How lawmakers will address important issues in 2006 is anyone's guess. But one thing is clear: As policy makers weigh their choices, they will be keenly aware of their constituents' views. After all, more than 80 percent of legislators will be up for reelection this year.
As a result of the U.S. Supreme Court's landmark decision in Kelo v. New London, which affirmed the use of eminent domain for economic development, more than 20 state legislatures are likely to consider bills restricting eminent domain this year. Last fall's ruling generated an immediate backlash among both conservative property- rights advocates and liberal critics of big business. "To have a private group come in and say, 'We want this just because we think we can make more money off of it,' and to have the local government help, that is just wrong," says Oklahoma state Senator Daisy Lawler. A few states, including Alabama, Delaware, Ohio and Texas, have already passed measures restricting eminment domain.
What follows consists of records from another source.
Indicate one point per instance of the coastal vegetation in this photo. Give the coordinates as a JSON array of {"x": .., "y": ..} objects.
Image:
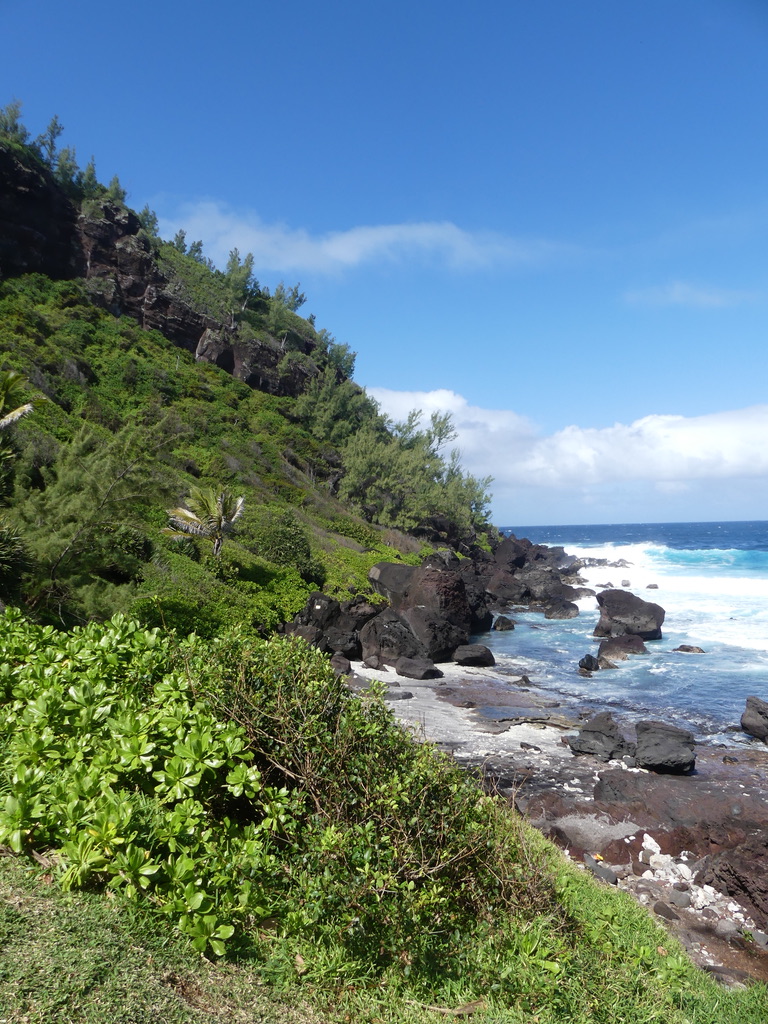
[{"x": 201, "y": 821}]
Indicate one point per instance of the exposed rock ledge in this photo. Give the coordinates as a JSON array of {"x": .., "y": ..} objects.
[{"x": 692, "y": 848}]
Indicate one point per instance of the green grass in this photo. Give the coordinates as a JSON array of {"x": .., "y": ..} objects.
[
  {"x": 252, "y": 809},
  {"x": 84, "y": 958}
]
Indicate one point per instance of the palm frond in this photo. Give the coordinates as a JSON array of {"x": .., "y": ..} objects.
[{"x": 15, "y": 415}]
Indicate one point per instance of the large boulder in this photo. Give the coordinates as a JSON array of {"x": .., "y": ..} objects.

Legislative action will not happen without a fight, however. Municipalities and redevelopment authorities are lobbying legislators not to curtail their use of eminent domain. They argue that sweeping eminent domain restrictions could undermine widely accepted local government goals, such as redevelopment of blighted areas and brownfields.
Business groups, on the other hand, have largely stayed on the sidelines or are advocating for limits on the use of eminent domain for economic development. The National Association of Realtors is backing restrictions in state legislatures. "A lot of small businesses could be gobbled up by big competitors," says Maryland Delegate Anthony J. O'Donnell, a supporter of eminent domain restrictions.
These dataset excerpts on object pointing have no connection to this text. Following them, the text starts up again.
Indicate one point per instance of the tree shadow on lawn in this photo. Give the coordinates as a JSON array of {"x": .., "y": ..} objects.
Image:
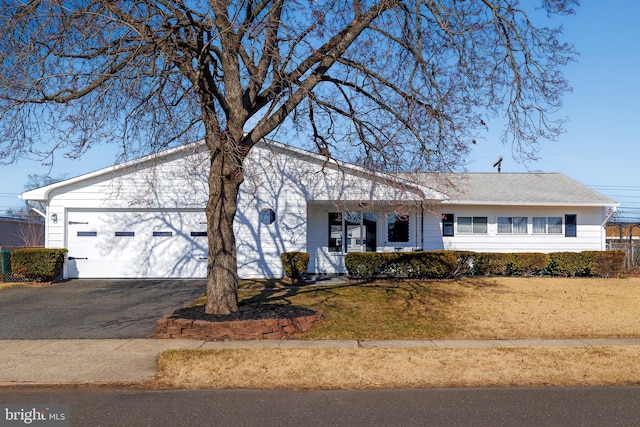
[{"x": 274, "y": 298}]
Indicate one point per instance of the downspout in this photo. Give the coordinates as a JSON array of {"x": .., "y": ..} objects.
[
  {"x": 604, "y": 225},
  {"x": 421, "y": 225},
  {"x": 613, "y": 211},
  {"x": 39, "y": 213}
]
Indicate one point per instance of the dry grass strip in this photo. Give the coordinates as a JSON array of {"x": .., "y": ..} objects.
[
  {"x": 399, "y": 368},
  {"x": 544, "y": 308}
]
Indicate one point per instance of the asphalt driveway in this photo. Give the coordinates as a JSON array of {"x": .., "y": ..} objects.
[{"x": 85, "y": 308}]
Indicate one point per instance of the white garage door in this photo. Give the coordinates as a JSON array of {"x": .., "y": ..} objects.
[{"x": 136, "y": 244}]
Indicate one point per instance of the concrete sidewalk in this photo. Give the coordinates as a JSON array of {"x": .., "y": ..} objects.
[{"x": 100, "y": 361}]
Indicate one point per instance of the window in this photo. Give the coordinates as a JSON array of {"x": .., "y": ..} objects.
[
  {"x": 335, "y": 232},
  {"x": 447, "y": 224},
  {"x": 267, "y": 216},
  {"x": 547, "y": 225},
  {"x": 512, "y": 225},
  {"x": 570, "y": 225},
  {"x": 398, "y": 228},
  {"x": 352, "y": 231},
  {"x": 87, "y": 233},
  {"x": 472, "y": 224},
  {"x": 554, "y": 225}
]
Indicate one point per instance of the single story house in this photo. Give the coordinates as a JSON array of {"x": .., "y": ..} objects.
[{"x": 145, "y": 218}]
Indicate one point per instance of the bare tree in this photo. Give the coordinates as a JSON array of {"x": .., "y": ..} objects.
[{"x": 401, "y": 85}]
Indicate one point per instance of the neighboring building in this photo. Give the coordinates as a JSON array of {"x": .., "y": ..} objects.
[
  {"x": 623, "y": 232},
  {"x": 145, "y": 218},
  {"x": 20, "y": 232}
]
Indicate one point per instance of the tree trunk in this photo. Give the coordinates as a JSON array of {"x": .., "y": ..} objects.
[{"x": 225, "y": 177}]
Even without the help of the business community, municipal representatives seem to be getting through to some legislators. Although many lawmakers remain convinced that action is necessary, they speak of hearing from different stakeholders and balancing competing interests. Just how extensively legislators decide to restrict eminent domain will hinge on the details of the bills they consider--how they define terms such as "economic development" or "blight" or "public purpose." In some states, lawmakers will also be deciding between statutory and constitutional approaches.
Municipal representatives are having a tougher time selling their perspective to federal lawmakers. Last year, the U.S. House of Representatives voted 376 to 38 to withhold federal funds from governments that use eminent domain for economic development. "We've had conversations with members of Congress that will talk to us," says Don Borut, executive director of the National League of Cities, "but they are not willing to go out front." Federal legislation could supersede state laws, but irrespective of what Congress decides, legislators have vowed to act on the issue.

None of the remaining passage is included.